Text-to-image generation is the algorithmic process of the moment, with OpenAI’s Craiyon (formerly DALL-E mini) and Google’s Imagen AI’s unleashing tidal waves of wonderfully weird, procedurally generated art synthesized from the imaginations of humans and computers. On Tuesday, Meta announced that they too have developed an AI imaging engine that they hope will help build immersive worlds in the Metaverse and create high-quality digital art.
It’s a lot of work to create an image based only on the phrase “There’s a horse in the hospital” when using an AI generation. First, the phrase itself is fed through a transformer model, a neural network that analyzes the words of the sentence and develops a contextual understanding of their relationship to one another. Once it gets the gist of what the user is describing, the AI synthesizes a new image using a series of GANs (Generative Adversarial Networks).

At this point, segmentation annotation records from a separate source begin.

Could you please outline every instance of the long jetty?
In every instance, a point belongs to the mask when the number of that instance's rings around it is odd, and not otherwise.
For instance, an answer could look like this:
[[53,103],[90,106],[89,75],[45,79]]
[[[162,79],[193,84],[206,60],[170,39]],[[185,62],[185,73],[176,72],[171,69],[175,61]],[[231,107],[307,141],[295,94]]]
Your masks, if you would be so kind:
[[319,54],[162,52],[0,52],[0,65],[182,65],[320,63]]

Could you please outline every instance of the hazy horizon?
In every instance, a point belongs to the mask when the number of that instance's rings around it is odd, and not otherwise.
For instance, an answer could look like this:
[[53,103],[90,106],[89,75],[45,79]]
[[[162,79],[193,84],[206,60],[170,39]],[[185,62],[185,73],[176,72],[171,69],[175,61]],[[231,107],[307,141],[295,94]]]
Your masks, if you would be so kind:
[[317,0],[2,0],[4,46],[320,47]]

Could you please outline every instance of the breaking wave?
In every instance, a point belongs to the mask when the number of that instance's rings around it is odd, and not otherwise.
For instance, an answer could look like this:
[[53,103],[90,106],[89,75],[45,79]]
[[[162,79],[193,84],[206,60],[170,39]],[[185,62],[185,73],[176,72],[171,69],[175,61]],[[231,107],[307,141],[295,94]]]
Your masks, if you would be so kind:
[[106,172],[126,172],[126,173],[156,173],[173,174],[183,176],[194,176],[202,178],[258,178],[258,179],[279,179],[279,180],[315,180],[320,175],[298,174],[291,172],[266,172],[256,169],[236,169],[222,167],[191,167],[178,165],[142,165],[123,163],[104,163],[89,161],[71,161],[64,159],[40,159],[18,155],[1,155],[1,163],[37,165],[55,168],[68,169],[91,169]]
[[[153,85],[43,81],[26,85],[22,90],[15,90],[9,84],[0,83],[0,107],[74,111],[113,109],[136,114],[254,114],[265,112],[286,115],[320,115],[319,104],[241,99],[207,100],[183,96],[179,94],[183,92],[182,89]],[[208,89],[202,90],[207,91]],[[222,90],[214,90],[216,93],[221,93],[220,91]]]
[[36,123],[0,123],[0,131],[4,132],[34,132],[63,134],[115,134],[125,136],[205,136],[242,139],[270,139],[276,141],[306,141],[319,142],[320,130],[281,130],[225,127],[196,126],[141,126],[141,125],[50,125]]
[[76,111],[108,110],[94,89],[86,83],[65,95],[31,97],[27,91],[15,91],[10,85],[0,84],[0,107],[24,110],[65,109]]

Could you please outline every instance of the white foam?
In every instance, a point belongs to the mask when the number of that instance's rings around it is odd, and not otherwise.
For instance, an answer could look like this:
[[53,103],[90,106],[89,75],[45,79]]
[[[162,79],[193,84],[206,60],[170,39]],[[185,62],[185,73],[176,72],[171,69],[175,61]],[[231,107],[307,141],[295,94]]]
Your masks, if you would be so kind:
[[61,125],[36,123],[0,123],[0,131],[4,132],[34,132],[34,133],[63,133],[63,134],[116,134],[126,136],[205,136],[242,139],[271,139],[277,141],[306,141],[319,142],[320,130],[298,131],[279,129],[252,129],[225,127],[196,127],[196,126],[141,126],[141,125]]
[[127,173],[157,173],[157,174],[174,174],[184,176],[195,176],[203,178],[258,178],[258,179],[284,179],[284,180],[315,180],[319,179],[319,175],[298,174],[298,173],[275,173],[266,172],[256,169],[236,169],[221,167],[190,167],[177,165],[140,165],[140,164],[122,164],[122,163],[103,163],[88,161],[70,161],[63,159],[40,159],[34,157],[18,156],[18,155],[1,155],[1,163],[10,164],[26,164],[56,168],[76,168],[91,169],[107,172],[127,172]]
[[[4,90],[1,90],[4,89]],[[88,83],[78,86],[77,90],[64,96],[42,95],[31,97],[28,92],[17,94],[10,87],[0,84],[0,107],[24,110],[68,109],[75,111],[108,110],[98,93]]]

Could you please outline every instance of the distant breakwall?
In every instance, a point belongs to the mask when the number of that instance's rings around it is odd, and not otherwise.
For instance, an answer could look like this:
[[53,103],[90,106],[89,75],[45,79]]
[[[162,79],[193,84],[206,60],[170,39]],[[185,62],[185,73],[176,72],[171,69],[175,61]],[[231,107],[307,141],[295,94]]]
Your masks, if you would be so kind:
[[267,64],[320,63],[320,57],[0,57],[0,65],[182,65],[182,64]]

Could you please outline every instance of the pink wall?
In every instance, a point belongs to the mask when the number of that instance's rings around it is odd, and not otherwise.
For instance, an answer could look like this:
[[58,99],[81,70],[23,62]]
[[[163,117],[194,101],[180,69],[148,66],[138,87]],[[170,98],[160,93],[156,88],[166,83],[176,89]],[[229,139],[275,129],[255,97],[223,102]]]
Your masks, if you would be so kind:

Thanks to efforts over the last few years to train ML models on increasingly rich, high-resolution image sets with well-curated text descriptions, today’s cutting-edge AIs can create photorealistic images of almost any nonsense you feed them. The specific creation process differs between AIs.
For example, Google’s Imagen uses a diffusion model “that learns to turn a pattern of random dots into images,” according to a June keyword to blog. “These images start out at low resolution and then gradually increase in resolution.” Google’s Parti AI, on the other hand, “first converts a collection of images into a sequence of code inputs, much like puzzle pieces. A given text prompt is then translated into these code entries and a new image is created.”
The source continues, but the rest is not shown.